There's a ton available about removing punctuation, but I can't seem to find anything keeping it.

If I do:

from nltk import word_tokenize
test_str = "Some Co Inc. Other Co L.P."
word_tokenize(test_str)
Out[1]: ['Some', 'Co', 'Inc.', 'Other', 'Co', 'L.P', '.']

the last "." is pushed into its own token. However, if instead there is another word at the end, the last "." is preserved:

from nltk import word_tokenize
test_str = "Some Co Inc. Other Co L.P. Another Co"
word_tokenize(test_str)
Out[1]: ['Some', 'Co', 'Inc.', 'Other', 'Co', 'L.P.', 'Another', 'Co']

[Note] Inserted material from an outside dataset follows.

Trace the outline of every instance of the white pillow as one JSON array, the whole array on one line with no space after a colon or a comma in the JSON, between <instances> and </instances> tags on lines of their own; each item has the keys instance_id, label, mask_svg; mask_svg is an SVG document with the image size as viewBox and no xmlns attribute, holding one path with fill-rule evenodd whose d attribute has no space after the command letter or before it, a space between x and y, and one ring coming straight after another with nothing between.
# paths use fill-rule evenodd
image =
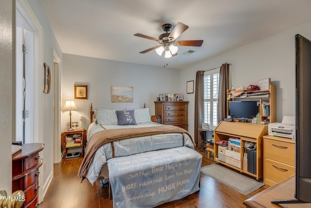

I'd like this to always perform as the second case. For now, I'm hackishly doing:

from nltk import word_tokenize
test_str = "Some Co Inc. Other Co L.P."
word_tokenize(test_str + " |||")

since I feel pretty confident in throwing away "|||" at any given time, but don't know what other punctuation I might want to preserve that could get dropped. Is there a better way to accomplish this ?


Solution

  • Could you use re?

    import re
    
    test_str = "Some Co Inc. Other Co L.P."
    
    print re.split('\s', test_str)
    

    This will split the input string based on spacing, retaining your punctuation.